- Born: c.1535
- Died: 17 November 1584
- Spouse: Jane Sulyard
- Issue: William Ayloffe two other sons one daughter
- Father: William Ayloffe
- Mother: Anne Barnardiston

= William Ayloffe (judge) =

William Ayloffe (c.1535 – 17 November 1584), was an English justice of the Queen's Bench.

==Biography==
William Ayloffe was descended from a very ancient family settled originally in Kent and subsequently in Essex, whose origin has been traced to Saxon times. (Note: Ayloffe's grandfather, William Ayloffe (d. 1517), a member of Lincoln's Inn who was granted a coat of arms in 1512, married Audrey Shaa, widow of John Writtle, and daughter Sir John Shaa, a London goldsmith and alderman.) Ayloffe's father, William Ayloffe of Hornchurch, Essex, married Anne Barnardiston, the daughter of Sir Thomas Barnardiston of Ketton, Suffolk.

On 14 February 1553-4 Ayloffe was admitted a student of Lincoln's Inn, where two other near relatives, bearing the same name, distinguished themselves in the sixteenth century, and in 1560 he was called to the bar.
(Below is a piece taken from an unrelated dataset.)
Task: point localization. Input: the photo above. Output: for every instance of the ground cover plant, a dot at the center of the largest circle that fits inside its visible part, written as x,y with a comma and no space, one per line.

After being appointed "reader" at his inn of court in Lent term, 1571, he was made serjeant-at-law in 1577, at the same time as Sir Edmund Anderson, afterwards the well-known lord chief justice of the Common Pleas. A notice of a banquet in the Middle Temple hall, given by Ayloffe with other barristers upon whom a similar distinction had just been conferred, to celebrate their promotion, is preserved among the Ashmolean manuscripts at Oxford.

No record is known of Ayloffe's elevation to the bench, but he is found acting as judge in the court of Queen's Bench in 1579, and his judgments are reported by Dyer, Coke, and Savile after that date, which may therefore be regarded as the probable year of his appointment. He was present in 1581 at the trial of Edmund Campion and other seminary priests, and special attention is called to the part he played on that occasion in a pamphlet published by English Catholics at Pans shortly afterwards, and bearing the title An Epistle of Comfort to the Reverend Priestes and to the Honorable, Worshipful and other of the Laye sort restrayned in Durance for the Catholike Fayth, 12mo. On page 202 it is there stated, on the evidence of eyewitnesses, that while sitting in court after the other judges had retired, and while the jury were considering their verdict, Ayloffe took off his glove and found his hand and ring covered with blood without any apparent cause, and that, in spite of his endeavours to wipe it away, the blood continued to flow as a miraculous sign of the injustice that polluted the judgment-seat. Some letters that passed between Ayloffe and the lord mayor of London with reference to the appointment of his brother as town clerk, are preserved among the city archives for the years 1580 and 1581. Ayloffe died on 8 November 1585.

==Marriages and issue==
Ayloffe married, about 1560, Jane Sulyard, the daughter of Sir Eustace Sulyard, by whom he had three sons and at least one daughter. In 1612 the baronetcy of Ayloffe was conferred by James I upon his eldest son, William (d.1627), who had been knighted in 1603. The baronetcy continued in the family till 1787. Sir William, the first baronet, married three times and a large family survived him.